Non sappiamo se le scritte siano opera degli ex-collaboratori di Cesariano o di un xilografo anonimo da loro convocato; in ogni caso si tratta di un secondo registro dell'illustrazione che si configura come una sorta di metalepsis narrativa, affatto sorprendente nella sezione descrittiva-normativa di un trattato di architettura. Non conosciamo neppure la motivazione di fondo della vignetta che è forse da rintracciare nella cultura di corte del Ducato di Milano del primo Cinquecento. Ciò che è palesemente dimostrabile è la singolarità con cui l’odometro vitruviano è visualmente rappresentato. L’influente Vitruvio di Fra Giocondo – la prima stampa illustrata del trattato latino, uscita in editio princeps nel 1511 a Venezia – contiene soltanto un’incisione molto semplice che si concentra esclusivamente sui componenti tecnici del meccanismo [Fig. 3], mentre la prima traduzione tedesca, il Vitruvius Teutsch di Walter Hermann Ryff, pubblicata nel 1548 a Norimberga, ricalca, come in tanti altri casi, l’immagine dell’edizione comasca del 1521, se pure con piccole differenze decisive [Fig. 4].

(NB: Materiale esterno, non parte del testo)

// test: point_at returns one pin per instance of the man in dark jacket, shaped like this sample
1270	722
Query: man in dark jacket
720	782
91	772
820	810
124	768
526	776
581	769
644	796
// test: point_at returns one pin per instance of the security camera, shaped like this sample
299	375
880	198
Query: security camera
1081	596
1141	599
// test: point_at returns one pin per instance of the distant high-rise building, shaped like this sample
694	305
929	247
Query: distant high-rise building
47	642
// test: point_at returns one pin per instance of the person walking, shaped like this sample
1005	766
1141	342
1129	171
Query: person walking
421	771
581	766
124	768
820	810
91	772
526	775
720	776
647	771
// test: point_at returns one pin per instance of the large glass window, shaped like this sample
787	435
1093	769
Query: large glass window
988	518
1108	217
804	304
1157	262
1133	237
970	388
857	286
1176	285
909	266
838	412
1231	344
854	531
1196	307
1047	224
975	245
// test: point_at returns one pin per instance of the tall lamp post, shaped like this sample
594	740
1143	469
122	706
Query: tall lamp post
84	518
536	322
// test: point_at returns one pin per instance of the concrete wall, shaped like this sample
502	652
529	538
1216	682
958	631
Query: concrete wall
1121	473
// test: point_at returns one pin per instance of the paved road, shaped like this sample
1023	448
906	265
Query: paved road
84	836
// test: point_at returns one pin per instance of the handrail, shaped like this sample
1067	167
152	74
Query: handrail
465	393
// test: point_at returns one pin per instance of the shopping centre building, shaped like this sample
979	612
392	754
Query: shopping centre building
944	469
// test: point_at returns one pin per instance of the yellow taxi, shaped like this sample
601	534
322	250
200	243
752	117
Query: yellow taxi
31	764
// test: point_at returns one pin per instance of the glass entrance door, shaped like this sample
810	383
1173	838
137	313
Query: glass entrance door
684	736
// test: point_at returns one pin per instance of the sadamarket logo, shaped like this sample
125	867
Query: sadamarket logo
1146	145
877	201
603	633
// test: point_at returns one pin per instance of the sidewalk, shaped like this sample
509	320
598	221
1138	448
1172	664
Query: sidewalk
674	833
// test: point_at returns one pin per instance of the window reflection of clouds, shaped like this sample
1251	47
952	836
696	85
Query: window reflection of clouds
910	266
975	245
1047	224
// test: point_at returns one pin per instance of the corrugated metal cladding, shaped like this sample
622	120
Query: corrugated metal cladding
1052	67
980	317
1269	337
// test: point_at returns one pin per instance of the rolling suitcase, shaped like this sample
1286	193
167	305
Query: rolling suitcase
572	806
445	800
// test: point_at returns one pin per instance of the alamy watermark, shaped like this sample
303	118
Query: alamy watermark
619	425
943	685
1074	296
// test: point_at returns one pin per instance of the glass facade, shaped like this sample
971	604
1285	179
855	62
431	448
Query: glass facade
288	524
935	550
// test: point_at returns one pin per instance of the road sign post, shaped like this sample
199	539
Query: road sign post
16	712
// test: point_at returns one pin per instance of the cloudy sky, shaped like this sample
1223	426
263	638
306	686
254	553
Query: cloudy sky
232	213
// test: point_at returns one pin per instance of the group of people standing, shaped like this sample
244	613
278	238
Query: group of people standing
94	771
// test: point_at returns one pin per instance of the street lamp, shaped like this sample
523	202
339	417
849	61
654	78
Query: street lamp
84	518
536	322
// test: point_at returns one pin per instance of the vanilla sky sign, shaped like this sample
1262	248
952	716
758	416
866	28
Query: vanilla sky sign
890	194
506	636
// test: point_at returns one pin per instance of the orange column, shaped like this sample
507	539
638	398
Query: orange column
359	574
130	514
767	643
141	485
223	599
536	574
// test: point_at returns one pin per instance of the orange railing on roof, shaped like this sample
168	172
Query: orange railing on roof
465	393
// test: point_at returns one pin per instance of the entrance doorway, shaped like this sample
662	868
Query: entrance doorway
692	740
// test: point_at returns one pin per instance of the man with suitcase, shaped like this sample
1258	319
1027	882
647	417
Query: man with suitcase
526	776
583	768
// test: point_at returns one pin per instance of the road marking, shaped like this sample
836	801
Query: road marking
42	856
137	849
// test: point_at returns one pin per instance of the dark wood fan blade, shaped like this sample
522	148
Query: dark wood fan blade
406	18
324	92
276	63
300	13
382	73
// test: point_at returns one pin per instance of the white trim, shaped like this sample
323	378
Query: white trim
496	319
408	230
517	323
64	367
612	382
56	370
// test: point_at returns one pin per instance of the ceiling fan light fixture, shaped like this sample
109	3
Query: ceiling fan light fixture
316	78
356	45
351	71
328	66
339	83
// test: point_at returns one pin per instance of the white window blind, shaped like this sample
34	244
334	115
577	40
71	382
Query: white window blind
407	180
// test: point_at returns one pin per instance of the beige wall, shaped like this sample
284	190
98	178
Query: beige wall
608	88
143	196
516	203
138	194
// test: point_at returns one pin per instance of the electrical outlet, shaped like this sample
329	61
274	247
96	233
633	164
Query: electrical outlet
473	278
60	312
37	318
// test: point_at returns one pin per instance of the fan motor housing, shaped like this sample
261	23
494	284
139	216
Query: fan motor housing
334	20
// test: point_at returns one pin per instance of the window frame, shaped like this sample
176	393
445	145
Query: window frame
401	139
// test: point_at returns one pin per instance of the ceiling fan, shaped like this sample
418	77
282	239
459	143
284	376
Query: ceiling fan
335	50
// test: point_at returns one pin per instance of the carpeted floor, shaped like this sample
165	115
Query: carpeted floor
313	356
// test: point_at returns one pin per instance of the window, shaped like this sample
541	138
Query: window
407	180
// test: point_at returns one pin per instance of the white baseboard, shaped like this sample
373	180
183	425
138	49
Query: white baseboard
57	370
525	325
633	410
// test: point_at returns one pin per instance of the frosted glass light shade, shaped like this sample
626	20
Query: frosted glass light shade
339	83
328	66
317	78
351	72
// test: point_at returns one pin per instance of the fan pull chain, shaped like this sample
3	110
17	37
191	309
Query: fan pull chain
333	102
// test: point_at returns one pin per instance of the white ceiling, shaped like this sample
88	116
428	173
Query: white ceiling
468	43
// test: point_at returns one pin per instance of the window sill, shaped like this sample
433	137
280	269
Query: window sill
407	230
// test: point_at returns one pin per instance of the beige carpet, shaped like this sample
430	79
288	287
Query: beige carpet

Fig. 3 | M. Vitruvius per Iocundum solito castigatior factus cum figuris et tabula ut iam legi et intellegi possit, Venezia, Giovanni Tacuino, 1511, c. 104r.

Fig. 4 | Vitruvius Teutsch, Nemlichen des aller namhafftigisten vnd hocherfarnesten Römischen Architecti und Kunstreichen Werck oder Bawmeisters Marci Vitruuij Pollionis Zehen Bücher von der Architectur vnd künstlichem Bawen […] Alles mit schönen künstlichen Figuren unnd Antiquiteten und sonderlichen Commentarien […] gezieret und erkleret […] Erstmals verteutsch und in Truck verordnet Durch D. Gualtherum H. Rivium […], Norimberga, Johan Petreius, 1548, c. 311r.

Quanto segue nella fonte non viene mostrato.